We learned that points 2 & 3 in the list above were features that we did not include in the initial Invision prototype became real issues to our larger group of beta testers. Naturally, there is a difference between conducting a user test with a prototype versus testing with a live build, especially one that is used for productivity with real clients and appointments. So we listened to our users and revised the user experience by expanding the user flow to have a property look up as the initial start screen that’s separated from Tours. We improved our digital assistant by including more edge case scenarios and constraints while having users utilize the 'Takeover' mode more frequently, which they claimed as fine with them.
LEARNINGS & TAKEAWAYS
In hindsight, our greatest challenges in validating the MVP was anticipating technical complexities in the scheduling automation algorithm that worked in conjunction with the digital assistant experience. It was only after we shipped out the beta experience that we saw the gap of what users expected that we needed to hit.
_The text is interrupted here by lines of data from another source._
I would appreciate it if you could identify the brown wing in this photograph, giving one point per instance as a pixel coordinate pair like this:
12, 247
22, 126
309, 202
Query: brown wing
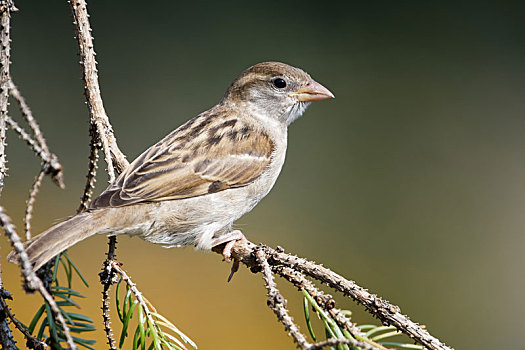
207, 154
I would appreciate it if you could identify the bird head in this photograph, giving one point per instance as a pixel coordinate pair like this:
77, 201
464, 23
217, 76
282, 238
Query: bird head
276, 90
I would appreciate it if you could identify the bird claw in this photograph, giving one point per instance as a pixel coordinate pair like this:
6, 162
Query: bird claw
230, 239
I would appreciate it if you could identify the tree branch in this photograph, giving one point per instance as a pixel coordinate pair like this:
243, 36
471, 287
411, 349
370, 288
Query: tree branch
244, 251
32, 281
115, 159
277, 302
50, 164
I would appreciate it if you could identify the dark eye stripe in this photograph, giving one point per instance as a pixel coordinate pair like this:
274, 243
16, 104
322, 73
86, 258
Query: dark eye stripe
279, 83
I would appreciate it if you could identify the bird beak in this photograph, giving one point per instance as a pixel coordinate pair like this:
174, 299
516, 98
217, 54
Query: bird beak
313, 91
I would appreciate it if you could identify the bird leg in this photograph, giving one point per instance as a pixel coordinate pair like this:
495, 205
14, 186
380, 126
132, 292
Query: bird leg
230, 239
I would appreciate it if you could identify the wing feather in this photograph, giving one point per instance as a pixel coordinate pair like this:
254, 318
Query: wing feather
208, 154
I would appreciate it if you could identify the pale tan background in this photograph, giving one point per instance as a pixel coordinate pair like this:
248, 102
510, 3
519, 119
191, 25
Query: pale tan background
411, 182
To address this issue, if I were to do this differently, I would really push for a standalone prototype that we could test automation and assistant flows with users. The feedback from the static Invision prototype served its purpose to validating the user journey, but the features that were more complex and had more edge cases needed a period of QA and UX testing parallel to level of technical complexity. We were patching, fixing, and iterating this feature as fast as we could through our beta release, but should have allocated more time to do field testing and iterate even before releasing it as part of the beta.
One Step Backwards for two steps forwards
Ultimately, we decided to pivot our focus and validate a fully manual tour experience (as seen in the user journey and mockups above) so that each realtor can personalize how they create tours, their appointment requests, showing times and routes. Our team decided that by scaling back the experience we are able to provide a more stable experience to build value and acquire users and then introduce automation later on after the QA issues were more ironed out.
Feedback from the fully manual experience through an Invision prototype was positive as users did not have a tech solution for scheduling showings, however there was reluctancy for some realtors to pay for the subscription service as they stated that they already get a few apps from their MLS board for free. The business model struggled to be viable even with an experience that was valuable and delightful due to the existing costs of being a realtor. With the limited funds remaining in the project, the company pivoted towards Cross Street Lending.